Artie closed the Farnsworth.
"We can't send her back there, Artie," Claudia said
"Back where?"
"Wherever she came from. You saw the marks on her hands. What were they doing to her?"
Artie stared at the girl, whose hands moved fluidly over the keys. She was lost in her own world. "I don't know. And we're not sending her anywhere. For all we know, that might not even be…"
"It is," Claudia said with certainty. "It fits with what she showed me."
"Showed…?"
"Like this," Claudia said. "Give me your hand."
"Claudia…"
"Give me your hand," she repeated, and with a sigh, Artie acquiesced.
Claudia reached out and took the girl's hand. Light flooded through the room, and with a crack –
Running. Running. Hiding.
Hurt. Hurt. Hurt.
Hurt. Everywhere.
Lost. Reach out –
Bruises. Bruises everywhere. Too much. Too much.

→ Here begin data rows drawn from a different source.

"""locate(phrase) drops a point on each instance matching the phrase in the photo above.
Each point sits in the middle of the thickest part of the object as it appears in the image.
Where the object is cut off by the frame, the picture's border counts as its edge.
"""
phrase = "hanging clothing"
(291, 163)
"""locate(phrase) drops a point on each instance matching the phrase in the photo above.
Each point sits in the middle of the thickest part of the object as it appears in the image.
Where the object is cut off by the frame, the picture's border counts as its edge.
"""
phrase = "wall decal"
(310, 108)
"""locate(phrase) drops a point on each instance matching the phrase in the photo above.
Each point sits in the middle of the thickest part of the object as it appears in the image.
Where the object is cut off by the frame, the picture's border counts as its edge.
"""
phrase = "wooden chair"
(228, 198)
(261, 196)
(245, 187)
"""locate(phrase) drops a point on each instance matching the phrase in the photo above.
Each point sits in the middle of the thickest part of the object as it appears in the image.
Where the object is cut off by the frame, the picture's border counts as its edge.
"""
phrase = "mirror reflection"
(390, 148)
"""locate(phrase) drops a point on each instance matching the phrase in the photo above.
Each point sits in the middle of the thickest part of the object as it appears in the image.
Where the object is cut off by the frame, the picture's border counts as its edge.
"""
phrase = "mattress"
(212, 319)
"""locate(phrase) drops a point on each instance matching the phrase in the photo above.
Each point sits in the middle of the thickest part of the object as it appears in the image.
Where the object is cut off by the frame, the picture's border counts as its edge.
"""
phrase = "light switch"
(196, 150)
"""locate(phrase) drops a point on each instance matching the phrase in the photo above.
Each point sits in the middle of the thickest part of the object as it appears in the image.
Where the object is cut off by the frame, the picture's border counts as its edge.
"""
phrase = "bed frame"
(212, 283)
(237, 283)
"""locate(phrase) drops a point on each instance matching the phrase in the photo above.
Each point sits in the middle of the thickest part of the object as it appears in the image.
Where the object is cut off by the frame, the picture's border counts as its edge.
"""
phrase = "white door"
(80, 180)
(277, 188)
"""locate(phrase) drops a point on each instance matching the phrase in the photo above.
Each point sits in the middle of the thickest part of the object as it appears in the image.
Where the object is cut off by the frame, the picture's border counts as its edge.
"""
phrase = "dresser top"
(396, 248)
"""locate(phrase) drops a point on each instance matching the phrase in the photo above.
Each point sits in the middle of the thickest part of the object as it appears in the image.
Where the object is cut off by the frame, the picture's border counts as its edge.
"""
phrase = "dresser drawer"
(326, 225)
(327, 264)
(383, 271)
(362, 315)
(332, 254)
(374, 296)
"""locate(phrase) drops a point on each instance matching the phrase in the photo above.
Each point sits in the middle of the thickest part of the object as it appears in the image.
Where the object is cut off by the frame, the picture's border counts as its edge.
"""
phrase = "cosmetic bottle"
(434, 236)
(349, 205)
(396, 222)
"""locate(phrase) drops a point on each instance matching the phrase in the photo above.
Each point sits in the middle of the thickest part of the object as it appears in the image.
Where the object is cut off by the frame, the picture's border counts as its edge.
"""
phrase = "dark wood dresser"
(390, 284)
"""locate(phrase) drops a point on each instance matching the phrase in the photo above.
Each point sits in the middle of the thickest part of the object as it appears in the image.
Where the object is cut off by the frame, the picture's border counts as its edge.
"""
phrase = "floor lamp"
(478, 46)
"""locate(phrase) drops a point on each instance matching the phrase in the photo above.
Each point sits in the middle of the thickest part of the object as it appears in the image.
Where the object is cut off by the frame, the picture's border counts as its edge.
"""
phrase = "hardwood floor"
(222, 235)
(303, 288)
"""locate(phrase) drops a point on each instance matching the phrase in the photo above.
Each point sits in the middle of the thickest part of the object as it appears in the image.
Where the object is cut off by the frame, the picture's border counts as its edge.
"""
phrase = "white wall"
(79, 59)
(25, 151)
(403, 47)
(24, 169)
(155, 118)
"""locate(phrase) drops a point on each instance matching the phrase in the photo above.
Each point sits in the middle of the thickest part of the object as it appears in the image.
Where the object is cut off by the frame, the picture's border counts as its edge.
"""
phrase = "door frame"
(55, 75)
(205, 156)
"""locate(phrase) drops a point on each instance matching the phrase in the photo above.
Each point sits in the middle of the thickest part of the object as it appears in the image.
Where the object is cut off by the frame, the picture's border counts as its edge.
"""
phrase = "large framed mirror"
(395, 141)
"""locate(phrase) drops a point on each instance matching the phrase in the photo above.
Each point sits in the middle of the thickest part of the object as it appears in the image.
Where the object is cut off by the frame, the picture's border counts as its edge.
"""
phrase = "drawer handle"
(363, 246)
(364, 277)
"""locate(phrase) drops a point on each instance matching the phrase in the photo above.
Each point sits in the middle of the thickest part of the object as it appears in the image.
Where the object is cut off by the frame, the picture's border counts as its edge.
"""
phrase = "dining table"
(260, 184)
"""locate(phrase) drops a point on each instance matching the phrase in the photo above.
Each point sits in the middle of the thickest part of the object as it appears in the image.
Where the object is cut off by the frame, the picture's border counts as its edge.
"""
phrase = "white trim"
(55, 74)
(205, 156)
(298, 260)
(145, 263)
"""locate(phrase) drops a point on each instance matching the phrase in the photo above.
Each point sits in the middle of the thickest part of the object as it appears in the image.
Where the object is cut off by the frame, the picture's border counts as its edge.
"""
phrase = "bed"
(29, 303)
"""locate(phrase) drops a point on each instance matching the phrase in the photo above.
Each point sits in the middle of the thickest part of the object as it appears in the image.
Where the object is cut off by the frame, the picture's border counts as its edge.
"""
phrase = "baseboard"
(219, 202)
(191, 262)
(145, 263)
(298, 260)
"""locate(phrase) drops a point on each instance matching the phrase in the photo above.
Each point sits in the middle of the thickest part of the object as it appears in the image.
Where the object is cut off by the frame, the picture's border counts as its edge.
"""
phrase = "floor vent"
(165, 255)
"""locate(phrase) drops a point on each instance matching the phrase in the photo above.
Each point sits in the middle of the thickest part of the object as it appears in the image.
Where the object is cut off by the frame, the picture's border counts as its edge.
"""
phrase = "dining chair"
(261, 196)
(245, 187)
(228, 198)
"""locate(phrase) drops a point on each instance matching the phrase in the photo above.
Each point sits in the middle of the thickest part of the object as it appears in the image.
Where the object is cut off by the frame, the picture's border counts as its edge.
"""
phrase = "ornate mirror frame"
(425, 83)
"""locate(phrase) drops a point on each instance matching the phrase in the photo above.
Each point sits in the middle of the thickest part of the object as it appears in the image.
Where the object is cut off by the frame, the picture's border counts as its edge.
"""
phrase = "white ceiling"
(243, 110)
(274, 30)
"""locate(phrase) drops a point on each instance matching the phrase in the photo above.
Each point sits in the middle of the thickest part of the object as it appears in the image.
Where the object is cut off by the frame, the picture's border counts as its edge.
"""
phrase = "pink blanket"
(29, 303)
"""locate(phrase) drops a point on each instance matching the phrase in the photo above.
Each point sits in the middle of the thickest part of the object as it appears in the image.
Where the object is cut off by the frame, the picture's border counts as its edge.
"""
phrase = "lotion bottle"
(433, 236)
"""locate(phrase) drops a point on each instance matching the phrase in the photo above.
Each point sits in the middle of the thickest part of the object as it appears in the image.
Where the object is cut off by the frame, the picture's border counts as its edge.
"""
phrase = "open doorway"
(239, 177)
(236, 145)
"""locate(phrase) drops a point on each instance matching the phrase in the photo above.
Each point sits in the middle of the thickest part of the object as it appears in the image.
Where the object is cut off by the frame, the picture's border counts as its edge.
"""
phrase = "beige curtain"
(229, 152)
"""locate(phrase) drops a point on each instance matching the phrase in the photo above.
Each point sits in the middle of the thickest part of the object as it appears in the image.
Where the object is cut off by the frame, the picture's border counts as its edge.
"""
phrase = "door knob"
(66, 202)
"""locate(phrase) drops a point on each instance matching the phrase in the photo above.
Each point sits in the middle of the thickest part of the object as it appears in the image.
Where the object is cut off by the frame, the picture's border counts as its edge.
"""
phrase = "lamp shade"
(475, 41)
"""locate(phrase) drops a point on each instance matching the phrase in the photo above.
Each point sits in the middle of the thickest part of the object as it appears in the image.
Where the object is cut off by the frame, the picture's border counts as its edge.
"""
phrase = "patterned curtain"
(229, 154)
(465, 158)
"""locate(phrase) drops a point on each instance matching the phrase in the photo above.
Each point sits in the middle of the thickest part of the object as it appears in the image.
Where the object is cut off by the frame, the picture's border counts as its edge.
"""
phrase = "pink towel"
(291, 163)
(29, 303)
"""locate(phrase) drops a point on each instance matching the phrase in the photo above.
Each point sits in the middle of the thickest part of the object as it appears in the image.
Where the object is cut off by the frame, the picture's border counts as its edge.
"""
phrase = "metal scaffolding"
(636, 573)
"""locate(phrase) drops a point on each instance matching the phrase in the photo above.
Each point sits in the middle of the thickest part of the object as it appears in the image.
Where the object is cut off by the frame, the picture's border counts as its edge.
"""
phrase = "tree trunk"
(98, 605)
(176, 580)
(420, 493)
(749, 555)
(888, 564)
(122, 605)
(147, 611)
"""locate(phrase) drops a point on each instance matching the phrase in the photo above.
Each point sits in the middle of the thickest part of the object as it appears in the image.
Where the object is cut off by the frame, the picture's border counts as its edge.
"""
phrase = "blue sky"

Too much.
Havetogetaway!
No-no-no-no-no-no!
Help me!
Claudia yanked her hand away from the girl, her head ringing. She didn't feel like passing out, though, which she took as a good sign. "See, Artie? We can't send her back there. Ever."
Artie grabbed the edge of the desk and forced himself into a chair. "Oh. Well. Huh."
He looked at the girl, whose fingers rested on top of the piano keys, lightly, not moving. She tilted her head and stared somewhere over his head, blankly. Then she raised her hands to her mouth and bent her head downwards. As tears started to stream down her face again, she whispered, "Sorry."